Foreign minister’s boasts to North Korean envoy: ‘We have biggest ship registry’

No condemnation of planned rocket test by Tonio Borg in meeting with pariah state’s envoy but chest-beating on investment, tourism and ship register.

Tonio Borg made no mention of his meeting with the North Korean envoy while the PN media condemned the same meeting with Opposition leader Joseph Muscat.
Tonio Borg made no mention of his meeting with the North Korean envoy while the PN media condemned the same meeting with Opposition leader Joseph Muscat.

Foreign minister Tonio Borg failed to express international condemnation on the planned rocket tests by the communist dictatorship of North Korea or express concern on its dismal human rights record during a courtesy visit by the pariah state's ambassador, a parliamentary question on Monday evening revealed.

While the PN media is putting much store in condemning the meeting between Han Tae Song and Labour leader Joseph Muscat in a farewell call by the ambassador, largely on the strength of a press release by North Korean state agency KCNA, Tonio Borg had to reveal in parliament that during the meeting he talked about Malta's record number of tourists in 2011, Malta's ship registry being the largest in Europe, the high rate of direct foreign investment, and its low rate of unemployment.

"I also augured that talks with South Korea will resume and peaceful solutions are found to the conflict between them," Borg told the House.

The meeting requested by the North Korean ambassador upon the expiry of his term in office took place on 3 April, ten days before the failed launching of a satellite to mark the centenary of North Korea's first communist dictator Kim il Sung.

The launching of the long-range rocket to mark the centenary of founder Kim Il-sung's birth sparked condemnation from the US, South Korea, Japan and others who claim North Korea's ambition is in violation of a United Nations resolution.

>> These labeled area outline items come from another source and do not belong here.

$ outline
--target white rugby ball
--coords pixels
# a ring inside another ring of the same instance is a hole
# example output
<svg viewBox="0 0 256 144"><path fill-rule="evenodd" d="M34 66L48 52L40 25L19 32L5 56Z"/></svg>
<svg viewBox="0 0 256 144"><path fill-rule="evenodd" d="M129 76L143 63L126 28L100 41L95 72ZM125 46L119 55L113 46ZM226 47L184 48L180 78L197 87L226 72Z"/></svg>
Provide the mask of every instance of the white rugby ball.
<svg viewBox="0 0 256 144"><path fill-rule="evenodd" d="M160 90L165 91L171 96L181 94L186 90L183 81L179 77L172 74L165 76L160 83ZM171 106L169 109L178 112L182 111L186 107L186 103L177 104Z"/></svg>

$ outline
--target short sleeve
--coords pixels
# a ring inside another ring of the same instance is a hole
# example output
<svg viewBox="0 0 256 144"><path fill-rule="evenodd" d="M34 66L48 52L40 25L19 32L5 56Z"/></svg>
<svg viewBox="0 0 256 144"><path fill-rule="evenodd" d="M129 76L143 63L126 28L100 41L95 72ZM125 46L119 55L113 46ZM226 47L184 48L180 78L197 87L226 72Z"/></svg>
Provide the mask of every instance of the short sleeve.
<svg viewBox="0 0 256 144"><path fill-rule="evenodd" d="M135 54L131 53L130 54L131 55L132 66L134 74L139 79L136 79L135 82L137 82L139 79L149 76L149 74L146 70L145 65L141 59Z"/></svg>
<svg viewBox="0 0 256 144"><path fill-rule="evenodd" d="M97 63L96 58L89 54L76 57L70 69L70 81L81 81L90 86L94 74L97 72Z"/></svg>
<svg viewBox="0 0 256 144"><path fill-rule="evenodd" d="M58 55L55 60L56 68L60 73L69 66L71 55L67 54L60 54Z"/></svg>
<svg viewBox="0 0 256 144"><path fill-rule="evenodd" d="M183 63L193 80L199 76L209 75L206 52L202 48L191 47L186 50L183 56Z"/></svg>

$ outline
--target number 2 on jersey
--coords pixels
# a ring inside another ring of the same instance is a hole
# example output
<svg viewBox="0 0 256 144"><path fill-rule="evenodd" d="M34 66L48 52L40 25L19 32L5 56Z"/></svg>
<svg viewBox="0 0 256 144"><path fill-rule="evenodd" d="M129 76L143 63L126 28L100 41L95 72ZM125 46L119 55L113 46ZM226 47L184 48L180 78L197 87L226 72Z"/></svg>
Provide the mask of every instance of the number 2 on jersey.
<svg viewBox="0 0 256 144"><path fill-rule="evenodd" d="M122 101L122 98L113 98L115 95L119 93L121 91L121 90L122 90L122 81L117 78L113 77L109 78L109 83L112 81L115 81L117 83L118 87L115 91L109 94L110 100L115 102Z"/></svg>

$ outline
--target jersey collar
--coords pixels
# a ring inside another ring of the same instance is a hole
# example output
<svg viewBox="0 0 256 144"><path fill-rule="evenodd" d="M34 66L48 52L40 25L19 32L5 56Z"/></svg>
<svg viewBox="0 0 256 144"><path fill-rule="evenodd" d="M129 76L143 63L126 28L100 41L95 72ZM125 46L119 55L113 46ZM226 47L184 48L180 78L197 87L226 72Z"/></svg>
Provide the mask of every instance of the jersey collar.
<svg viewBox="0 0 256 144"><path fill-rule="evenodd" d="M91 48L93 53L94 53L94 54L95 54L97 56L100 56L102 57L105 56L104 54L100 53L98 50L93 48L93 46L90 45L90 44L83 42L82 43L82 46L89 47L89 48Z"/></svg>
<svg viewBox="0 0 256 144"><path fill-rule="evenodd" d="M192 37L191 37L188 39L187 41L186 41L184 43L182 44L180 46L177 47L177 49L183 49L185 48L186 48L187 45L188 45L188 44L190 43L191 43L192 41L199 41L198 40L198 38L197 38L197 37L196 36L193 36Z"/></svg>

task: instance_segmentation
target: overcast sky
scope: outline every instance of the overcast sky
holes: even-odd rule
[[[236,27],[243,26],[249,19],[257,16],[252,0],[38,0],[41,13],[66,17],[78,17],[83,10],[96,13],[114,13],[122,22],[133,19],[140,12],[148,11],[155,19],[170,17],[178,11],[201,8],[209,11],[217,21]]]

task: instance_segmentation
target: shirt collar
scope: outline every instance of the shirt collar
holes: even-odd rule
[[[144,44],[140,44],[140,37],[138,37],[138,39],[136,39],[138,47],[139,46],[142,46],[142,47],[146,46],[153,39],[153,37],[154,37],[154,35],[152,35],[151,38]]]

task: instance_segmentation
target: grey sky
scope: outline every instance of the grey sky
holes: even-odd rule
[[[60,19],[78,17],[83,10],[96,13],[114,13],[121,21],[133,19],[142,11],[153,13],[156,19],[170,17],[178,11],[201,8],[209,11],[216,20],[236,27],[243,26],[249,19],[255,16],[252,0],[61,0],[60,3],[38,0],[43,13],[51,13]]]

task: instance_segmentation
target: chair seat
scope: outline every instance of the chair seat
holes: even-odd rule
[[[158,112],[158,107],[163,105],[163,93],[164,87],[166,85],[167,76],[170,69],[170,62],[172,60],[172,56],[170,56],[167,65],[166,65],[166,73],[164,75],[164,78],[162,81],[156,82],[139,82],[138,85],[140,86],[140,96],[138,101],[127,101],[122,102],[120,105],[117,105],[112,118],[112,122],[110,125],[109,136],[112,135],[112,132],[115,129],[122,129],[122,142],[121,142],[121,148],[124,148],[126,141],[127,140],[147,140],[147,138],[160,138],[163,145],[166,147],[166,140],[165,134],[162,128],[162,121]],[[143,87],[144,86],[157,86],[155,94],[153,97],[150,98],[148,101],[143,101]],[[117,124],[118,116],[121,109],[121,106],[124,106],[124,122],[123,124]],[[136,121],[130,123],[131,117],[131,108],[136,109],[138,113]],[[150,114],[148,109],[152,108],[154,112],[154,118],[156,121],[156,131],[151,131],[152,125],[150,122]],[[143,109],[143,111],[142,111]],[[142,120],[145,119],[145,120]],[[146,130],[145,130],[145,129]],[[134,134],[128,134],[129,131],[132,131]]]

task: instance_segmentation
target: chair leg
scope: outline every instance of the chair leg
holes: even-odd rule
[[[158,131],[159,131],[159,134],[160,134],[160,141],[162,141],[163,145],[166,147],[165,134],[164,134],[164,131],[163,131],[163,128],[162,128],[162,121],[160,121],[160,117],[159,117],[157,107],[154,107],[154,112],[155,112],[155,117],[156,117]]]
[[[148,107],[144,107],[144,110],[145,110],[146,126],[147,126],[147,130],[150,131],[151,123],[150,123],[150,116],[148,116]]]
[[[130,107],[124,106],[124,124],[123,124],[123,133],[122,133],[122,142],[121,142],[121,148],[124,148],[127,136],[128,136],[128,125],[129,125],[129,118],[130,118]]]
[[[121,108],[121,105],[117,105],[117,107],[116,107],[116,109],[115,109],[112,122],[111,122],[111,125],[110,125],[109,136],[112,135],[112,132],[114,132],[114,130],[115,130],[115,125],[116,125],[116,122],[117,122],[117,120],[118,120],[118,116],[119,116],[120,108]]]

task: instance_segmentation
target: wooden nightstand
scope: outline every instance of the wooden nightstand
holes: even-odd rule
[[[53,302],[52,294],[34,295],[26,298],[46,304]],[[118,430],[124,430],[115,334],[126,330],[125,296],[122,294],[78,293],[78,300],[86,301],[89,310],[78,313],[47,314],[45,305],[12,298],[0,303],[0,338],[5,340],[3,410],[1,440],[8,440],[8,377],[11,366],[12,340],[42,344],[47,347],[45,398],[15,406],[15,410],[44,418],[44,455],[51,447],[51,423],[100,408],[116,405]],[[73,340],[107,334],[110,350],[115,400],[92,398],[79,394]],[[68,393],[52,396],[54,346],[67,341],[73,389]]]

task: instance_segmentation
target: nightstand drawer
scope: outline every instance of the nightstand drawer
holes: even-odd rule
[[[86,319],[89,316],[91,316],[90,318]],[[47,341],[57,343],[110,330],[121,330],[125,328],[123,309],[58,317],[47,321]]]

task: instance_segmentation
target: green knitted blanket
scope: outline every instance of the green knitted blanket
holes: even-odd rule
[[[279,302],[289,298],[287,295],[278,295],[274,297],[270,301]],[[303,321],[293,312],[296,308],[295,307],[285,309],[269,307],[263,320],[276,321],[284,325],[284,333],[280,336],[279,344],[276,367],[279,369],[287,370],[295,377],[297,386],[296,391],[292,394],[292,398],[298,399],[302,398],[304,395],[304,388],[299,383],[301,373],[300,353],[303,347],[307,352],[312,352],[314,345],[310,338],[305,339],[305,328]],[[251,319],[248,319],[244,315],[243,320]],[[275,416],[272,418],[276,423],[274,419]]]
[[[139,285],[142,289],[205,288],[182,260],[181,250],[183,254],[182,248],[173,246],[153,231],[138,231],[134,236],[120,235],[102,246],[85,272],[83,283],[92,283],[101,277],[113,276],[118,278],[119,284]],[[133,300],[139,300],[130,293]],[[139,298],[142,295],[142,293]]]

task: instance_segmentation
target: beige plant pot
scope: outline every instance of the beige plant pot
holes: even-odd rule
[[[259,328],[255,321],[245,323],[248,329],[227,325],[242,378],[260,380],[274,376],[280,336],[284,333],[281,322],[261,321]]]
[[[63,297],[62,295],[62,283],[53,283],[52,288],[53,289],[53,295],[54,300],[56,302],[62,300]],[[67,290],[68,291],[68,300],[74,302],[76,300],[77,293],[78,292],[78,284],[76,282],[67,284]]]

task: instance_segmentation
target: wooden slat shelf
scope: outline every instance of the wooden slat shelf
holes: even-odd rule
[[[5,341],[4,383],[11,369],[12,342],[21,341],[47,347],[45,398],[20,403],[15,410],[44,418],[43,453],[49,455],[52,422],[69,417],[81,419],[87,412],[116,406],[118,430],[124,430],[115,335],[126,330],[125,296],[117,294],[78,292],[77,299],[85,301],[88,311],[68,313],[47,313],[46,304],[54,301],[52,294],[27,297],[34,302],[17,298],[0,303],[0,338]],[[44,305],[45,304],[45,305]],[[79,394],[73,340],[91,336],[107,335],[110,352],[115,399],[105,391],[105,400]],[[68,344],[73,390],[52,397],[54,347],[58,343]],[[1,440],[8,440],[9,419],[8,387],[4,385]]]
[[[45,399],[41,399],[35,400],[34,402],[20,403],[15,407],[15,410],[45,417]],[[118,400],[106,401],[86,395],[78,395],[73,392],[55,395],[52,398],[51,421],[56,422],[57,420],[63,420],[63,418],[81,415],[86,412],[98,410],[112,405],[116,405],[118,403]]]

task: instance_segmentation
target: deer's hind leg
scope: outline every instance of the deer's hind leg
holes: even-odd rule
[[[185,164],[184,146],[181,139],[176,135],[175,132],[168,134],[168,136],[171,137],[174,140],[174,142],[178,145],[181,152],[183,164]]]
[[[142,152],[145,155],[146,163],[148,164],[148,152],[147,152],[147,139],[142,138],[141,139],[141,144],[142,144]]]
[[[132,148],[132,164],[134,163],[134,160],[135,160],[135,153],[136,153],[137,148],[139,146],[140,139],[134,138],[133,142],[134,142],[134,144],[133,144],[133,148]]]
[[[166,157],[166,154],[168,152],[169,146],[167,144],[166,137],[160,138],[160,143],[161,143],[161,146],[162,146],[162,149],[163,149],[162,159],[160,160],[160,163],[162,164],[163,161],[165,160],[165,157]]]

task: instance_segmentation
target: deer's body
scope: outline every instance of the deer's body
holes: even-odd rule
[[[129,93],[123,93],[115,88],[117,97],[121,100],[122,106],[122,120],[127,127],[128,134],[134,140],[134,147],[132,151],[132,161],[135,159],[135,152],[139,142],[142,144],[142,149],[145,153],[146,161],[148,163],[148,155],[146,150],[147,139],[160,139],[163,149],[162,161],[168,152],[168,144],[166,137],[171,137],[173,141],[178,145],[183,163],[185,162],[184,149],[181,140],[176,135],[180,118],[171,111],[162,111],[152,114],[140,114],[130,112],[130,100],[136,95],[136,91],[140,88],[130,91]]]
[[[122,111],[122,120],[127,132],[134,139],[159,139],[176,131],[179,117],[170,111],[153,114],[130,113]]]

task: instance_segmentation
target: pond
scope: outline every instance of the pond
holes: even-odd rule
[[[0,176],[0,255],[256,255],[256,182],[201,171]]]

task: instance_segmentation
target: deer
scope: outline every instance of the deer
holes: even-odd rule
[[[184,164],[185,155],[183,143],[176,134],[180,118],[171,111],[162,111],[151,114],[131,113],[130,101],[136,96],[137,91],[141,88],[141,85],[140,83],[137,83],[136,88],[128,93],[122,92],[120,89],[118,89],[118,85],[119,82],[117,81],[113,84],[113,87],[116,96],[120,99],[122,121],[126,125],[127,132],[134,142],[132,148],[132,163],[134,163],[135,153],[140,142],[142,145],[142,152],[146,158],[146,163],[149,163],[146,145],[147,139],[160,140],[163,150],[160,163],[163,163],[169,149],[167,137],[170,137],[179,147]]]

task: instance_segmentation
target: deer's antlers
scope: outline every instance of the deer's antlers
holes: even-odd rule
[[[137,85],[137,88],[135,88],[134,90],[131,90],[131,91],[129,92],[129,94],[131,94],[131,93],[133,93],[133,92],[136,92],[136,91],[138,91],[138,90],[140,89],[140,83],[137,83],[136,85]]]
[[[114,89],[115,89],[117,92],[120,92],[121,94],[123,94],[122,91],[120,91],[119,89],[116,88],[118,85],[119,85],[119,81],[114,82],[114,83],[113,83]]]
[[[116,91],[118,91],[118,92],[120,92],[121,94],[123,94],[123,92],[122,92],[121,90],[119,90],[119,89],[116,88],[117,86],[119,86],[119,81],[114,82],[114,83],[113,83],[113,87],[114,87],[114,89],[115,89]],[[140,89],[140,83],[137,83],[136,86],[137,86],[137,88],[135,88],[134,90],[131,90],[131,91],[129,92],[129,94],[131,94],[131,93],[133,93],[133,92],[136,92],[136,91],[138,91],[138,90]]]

Herman Van Rompuy, president of the European Council, expressed deep concern on the satellite launch and the "human rights and humanitarian situation" in North Korea on 28 March a few days before the ambassador's meeting with Borg.

The Nationalist Party had previously condemned the Labour Party, largely on reports by North Korea's news agency. which claimed that during a meeting with the same ambassador Opposition leader Joseph Muscat described the regime's ambition to launch a satellite as "a legitimate right of sovereign states", and that he would expand the friendly relations between Labour and the Democratic Republic of North Korea.

In a statement the Labour Party did not deny saying that launching satellites is a legitimate sovereign right but "clarified" that in the meeting Labour expressed "clear opposition to nuclear armaments" while stating that it respected the integrity of sovereign states.